C'est une première en France. Quinze personnes estimant avoir subi des contrôles au faciès ont assigné l'Etat en justice. A l'origine de cette initiative, le Collectif contre le contrôle au faciès, créé il y a un an. Il milite pour une modification de l'article 78.2 du Code de procédure pénale qui régit le contrôle d'identité. Il réclame qu'un reçu soit délivré pour permettre un recours, et la mise en place d'une organisation indépendante. «Je veux rétablir mes droits», raconte Bocar, l'un des quinze plaignants.

«Point commun: être noir ou arabe»

Le jeune homme Noir affirme avoir subi un contrôle musclé alors qu'il sortait en compagnie de sa famille. «Je me suis fait tirer par le bras, fouiller contre le mur, menacer de Taser… devant mes jeunes sœurs!

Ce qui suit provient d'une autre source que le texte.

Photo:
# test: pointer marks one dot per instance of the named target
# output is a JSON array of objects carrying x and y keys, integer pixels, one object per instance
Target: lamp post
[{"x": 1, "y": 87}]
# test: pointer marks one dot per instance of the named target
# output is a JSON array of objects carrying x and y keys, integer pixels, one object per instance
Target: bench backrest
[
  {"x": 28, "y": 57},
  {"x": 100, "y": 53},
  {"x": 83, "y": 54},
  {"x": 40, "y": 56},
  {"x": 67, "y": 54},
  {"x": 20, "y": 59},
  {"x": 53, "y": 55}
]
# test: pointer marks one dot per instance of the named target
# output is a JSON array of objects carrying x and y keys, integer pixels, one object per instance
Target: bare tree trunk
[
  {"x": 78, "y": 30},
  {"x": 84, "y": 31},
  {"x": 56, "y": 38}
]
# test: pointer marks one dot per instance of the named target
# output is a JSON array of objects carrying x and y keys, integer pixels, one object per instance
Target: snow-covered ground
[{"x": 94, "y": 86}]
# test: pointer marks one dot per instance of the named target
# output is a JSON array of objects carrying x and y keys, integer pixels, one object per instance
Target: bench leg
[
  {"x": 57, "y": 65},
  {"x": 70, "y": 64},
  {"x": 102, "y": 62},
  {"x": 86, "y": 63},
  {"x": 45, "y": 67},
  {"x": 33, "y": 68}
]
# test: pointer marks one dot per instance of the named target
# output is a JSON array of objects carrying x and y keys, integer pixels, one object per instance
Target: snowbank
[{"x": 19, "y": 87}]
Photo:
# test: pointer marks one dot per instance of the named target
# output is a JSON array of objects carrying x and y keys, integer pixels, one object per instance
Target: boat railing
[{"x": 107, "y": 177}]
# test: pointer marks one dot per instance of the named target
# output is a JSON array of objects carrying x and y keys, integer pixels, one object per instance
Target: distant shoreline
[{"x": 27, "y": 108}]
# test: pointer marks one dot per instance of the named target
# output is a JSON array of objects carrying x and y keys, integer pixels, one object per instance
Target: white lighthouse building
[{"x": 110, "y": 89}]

Au nom de quoi? Il y a une politique du chiffre, aucune transparence, j'espère la condamnation du ministère de l'Intérieur.»

Félix de Belloi est l'un des avocats en charge de la procédure. Selon lui, les cas ne sont pas emblématiques mais au contraire «banals». «Il y a des gens de tous âges. Tous sont français, n'ont pas de casier judiciaire, sont bien insérés socialement. Leur point commun: être noirs ou arabes et associer ces moments à de petites brimades, de petites humiliations. Nous ne faisons pas le procès de la violence policière, précise-t-il, mais bien celui des contrôles d'identité mal encadrés.»

Pour Francos, l'un des porte-parole du collectif, «le pire, c'est que pour les gens, coutumiers du fait, ces contrôles sont tout à fait normaux!» En attendant l'issue de l'action en justice, le collectif poursuit sa campagne nationale.